Bingöl’ün toplumsal yapısında erkeği üstün gören ve cinsiyet anlamında kalıplaşmış düşünce ve değerler var olup iş, eğitim, miras, çalışma vs. birçok alanda bunların etkisini görmek mümkündür. Köylerde geleneklere bağlılık yüksek düzeyde olduğundan, toplumsal cinsiyet ayırımı şehre göre daha fazladır. Köylerde ev işlerinin çoğunu kadın yapmakta ayrıca tarlada bağda bahçede çalışmakta ve hayvan bakımını da üstlenmektedir. Erkek çocuğu kız çocuğundan daha fazla sevilmekte ataerkil toplum yapısının etkisiyle soyun devamcısı olara algılanmaktadır. Kız çocukları evlenip gidecekleri için çoğunlukla, ne medeni hukuka ne de şeriat hukukuna göre davranılmayıp, mirastan pek pay verilmemektedir. Erkek çocuğuna kız çocuğundan daha fazla yatırım yapılmakta, okuyabildiği yere kadar okutulmakta ancak kız çocuğunun ilkokulu bitirmesi yeterli görülmektedir. Günümüzde bu anlayış büyük oranda değişmekle beraber halen etkisi hissedilmektedir. Toplam öğrenci sayıları içindeki kadın oranının düşük olması cinsiyet ayırımcılığını kanıtlayan bir veridir.

“Toplumsal cinsiyet rollerine ilişkin kalıplaşmış düşünce ve davranış örüntüleri hala kız çocuklarının eğitimlerinin önündeki en büyük engellerden biri olarak durmaktadır” (Sundur ve Çağlar, 2012: 3).

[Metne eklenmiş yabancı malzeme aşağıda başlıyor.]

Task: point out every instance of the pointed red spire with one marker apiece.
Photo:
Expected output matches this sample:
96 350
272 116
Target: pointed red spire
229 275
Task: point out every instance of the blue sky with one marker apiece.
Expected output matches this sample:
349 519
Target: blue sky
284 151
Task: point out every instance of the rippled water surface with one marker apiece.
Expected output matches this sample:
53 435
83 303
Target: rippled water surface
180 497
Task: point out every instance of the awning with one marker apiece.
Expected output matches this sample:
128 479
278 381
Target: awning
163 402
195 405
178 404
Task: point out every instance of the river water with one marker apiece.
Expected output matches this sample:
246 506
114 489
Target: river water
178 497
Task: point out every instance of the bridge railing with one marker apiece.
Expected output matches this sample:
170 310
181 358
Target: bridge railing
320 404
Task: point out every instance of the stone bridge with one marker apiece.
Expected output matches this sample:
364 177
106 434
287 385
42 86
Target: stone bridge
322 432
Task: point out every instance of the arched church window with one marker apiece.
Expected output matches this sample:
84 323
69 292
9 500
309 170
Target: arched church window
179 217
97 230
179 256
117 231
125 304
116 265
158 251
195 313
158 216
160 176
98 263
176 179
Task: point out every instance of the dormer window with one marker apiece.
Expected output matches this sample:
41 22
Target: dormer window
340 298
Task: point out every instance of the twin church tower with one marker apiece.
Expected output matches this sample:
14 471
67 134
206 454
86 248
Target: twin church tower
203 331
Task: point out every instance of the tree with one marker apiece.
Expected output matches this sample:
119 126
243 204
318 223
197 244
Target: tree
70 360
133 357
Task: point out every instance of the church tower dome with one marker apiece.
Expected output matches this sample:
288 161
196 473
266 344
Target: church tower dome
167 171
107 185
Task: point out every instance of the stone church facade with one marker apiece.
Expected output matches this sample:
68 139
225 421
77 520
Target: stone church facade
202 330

Her ne kadar baba soyluluğa ve ataerkil yapıya önem veriliyor olsa da kadının da toplumda önemli bir yeri ve statüsü vardır. Bazı anlaşmazlıkları ve kavgaları önlemede kadın önemli roller üstlenir. Bir kadının kavgada taraflara ricacı olması çoğu zaman kavgayı durdurur. Baba soyluluk hâkim olduğu ve insanlar genellikle erkek tarafından

73

sülaleleriyle tanındığı halde, anne adıyla bilinen ve tanınan aileler de vardır. Bu da etkin kadınların toplumda yer edinebildiğini göstermektedir (Karasu, 2004: 20).